Tal Galili picture Tal Galili · Feb 7, 2010 · Viewed 12.7k times · Source

I have two dendrograms which I wish to compare to each other in order to find out how "similar" they are. But I don't know of any method to do so (let alone a code to implement it, say, in R).

Any leads ?

UPDATE (2014-09-13):

Since asking this question, I have written an R package called dendextend, for the visualization, manipulation and comparison of dendrogram. This package is on CRAN and comes with a detailed vignette. It includes functions such as cor_cophenetic, cor_bakers_gamma and Bk / Bk_plot. As well as a tanglegram function for visually comparing two trees.

Answer

Aniko picture Aniko · Feb 8, 2010

Comparing dendrograms is not quite the same as comparing hierarchical clusterings, because the former includes the lengths of branches as well as the splits, but I also think that's a good start. I would suggest you read E. B. Fowlkes & C. L. Mallows (1983). "A Method for Comparing Two Hierarchical Clusterings". Journal of the American Statistical Association 78 (383): 553–584 (link).

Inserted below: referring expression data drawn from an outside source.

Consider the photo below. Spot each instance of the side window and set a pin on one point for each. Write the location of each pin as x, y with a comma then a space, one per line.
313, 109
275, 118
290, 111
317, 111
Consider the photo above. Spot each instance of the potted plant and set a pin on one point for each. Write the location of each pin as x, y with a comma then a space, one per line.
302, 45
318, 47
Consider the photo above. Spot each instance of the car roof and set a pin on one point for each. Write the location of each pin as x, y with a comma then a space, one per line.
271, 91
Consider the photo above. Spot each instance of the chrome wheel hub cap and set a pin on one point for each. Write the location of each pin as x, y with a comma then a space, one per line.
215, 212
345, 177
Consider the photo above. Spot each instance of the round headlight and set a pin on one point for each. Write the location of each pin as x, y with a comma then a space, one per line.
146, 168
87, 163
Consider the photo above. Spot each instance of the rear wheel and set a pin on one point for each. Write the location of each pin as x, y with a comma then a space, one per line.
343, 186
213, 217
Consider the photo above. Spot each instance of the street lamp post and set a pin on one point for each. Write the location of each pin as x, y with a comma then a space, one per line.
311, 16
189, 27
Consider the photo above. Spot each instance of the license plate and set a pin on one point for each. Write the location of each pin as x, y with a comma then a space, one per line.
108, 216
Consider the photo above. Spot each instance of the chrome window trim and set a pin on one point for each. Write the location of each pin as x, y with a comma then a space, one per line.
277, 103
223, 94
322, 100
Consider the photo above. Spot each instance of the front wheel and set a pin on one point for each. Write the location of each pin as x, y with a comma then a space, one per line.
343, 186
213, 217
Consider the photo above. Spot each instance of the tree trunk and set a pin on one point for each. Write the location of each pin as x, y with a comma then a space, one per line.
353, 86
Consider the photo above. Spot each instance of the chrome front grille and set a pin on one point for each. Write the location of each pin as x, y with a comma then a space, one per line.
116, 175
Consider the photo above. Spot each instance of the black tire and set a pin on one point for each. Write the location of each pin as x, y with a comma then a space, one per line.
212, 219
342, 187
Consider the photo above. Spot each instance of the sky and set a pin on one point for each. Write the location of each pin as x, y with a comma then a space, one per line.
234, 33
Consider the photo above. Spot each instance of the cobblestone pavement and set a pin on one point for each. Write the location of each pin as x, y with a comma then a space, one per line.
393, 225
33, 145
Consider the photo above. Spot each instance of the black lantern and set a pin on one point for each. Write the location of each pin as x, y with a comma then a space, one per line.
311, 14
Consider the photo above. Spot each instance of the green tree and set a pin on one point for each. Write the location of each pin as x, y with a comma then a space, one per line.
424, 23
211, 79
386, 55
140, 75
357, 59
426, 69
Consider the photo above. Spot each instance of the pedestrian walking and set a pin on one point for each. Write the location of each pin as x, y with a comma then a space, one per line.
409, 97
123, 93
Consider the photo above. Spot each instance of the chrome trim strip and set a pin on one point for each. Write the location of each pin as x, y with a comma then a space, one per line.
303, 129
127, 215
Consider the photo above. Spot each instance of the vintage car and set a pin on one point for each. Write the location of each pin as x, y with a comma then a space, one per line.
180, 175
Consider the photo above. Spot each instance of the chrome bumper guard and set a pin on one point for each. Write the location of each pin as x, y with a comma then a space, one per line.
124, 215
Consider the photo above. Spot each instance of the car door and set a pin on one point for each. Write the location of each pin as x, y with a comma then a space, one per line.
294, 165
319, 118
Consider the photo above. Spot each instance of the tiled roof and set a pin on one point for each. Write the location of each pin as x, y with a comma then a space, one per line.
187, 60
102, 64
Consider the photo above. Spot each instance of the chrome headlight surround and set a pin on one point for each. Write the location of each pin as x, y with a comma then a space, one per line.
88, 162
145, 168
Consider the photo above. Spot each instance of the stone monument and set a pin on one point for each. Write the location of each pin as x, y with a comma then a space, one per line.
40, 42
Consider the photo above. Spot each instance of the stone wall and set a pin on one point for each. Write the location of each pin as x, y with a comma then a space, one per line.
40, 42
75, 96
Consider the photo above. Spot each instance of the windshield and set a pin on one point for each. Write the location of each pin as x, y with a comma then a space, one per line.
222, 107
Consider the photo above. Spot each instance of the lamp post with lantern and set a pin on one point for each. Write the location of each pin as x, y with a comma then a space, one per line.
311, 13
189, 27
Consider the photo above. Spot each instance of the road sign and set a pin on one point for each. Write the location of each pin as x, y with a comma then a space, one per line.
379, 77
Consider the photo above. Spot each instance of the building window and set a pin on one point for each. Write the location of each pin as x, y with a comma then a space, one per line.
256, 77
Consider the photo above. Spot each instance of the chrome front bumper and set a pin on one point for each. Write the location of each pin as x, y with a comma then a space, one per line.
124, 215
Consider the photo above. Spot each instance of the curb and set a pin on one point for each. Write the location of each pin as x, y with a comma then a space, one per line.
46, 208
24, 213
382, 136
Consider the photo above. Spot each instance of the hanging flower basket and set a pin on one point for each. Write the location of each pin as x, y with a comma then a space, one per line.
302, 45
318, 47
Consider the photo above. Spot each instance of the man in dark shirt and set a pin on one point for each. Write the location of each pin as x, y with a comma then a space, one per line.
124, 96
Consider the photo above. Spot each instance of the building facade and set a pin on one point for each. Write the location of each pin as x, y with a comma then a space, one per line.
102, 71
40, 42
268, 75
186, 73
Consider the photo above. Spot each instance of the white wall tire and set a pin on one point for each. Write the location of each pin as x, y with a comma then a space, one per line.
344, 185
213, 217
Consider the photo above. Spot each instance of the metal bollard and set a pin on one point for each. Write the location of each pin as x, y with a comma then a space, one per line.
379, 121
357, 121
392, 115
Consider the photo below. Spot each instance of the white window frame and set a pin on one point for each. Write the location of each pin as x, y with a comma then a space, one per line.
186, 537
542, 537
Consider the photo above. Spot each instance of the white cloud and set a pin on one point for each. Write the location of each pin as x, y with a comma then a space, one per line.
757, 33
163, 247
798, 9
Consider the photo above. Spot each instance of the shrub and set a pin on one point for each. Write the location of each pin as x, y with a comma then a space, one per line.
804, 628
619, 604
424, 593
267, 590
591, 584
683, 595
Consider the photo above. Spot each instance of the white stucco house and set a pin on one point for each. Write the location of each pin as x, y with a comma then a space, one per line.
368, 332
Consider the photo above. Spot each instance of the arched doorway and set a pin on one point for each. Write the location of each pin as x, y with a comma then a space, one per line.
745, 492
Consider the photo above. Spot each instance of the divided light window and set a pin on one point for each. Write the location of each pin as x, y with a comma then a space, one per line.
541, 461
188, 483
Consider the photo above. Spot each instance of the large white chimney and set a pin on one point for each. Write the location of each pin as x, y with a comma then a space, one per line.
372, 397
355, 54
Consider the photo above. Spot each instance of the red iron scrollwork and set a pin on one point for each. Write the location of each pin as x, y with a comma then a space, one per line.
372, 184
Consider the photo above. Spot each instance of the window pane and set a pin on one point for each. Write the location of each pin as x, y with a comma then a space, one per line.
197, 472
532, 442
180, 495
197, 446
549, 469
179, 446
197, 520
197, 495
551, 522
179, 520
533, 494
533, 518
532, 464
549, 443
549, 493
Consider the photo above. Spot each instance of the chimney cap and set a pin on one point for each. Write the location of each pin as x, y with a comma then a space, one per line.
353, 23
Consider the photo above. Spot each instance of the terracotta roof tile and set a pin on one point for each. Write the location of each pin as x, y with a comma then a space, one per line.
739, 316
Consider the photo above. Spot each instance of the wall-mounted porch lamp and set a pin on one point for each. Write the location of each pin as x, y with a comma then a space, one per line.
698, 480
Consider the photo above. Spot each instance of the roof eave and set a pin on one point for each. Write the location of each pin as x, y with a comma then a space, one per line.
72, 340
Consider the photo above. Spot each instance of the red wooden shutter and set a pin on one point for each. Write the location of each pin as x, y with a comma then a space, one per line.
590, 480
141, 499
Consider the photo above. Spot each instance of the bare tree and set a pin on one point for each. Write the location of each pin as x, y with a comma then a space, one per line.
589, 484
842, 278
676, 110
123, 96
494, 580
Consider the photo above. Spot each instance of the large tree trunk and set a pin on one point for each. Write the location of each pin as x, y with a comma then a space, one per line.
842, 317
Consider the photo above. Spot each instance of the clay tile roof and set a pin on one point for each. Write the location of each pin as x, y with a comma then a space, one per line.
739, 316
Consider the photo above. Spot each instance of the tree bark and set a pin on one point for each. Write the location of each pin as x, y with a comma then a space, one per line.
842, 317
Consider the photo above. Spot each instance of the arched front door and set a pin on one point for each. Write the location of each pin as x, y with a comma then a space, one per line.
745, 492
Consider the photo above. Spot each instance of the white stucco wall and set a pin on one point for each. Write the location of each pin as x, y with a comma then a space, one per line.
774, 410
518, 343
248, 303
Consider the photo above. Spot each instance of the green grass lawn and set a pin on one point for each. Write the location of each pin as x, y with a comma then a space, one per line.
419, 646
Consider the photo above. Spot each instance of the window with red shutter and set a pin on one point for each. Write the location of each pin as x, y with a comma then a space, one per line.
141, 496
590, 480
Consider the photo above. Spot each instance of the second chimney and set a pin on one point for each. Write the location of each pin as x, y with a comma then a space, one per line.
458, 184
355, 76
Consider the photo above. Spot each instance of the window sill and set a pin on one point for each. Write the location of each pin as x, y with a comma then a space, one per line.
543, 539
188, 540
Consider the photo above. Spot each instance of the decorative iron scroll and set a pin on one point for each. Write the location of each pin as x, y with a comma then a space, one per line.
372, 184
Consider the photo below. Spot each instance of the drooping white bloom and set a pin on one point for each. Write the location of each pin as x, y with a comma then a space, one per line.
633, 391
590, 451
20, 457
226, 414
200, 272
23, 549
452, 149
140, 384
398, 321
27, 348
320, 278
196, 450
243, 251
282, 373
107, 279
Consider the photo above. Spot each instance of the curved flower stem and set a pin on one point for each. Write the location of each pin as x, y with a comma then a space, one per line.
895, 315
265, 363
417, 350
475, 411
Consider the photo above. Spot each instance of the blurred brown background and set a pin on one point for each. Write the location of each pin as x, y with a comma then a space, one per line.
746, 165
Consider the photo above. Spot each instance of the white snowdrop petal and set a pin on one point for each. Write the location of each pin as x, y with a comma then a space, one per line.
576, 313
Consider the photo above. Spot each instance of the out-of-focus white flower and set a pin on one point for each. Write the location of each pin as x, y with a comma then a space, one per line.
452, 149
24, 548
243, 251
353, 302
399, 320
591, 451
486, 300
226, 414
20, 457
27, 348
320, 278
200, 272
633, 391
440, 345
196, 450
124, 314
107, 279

Their approach is based on cutting the trees at each level k, getting a measure Bk that compares the groupings into k clusters, and then examining the Bk vs k plots. The measure Bk is based upon looking at pairs of objects and seeing whether they fall into the same cluster or not.

I am sure that one can write code based on this method, but first we would need to know how the dendrograms are represented in R.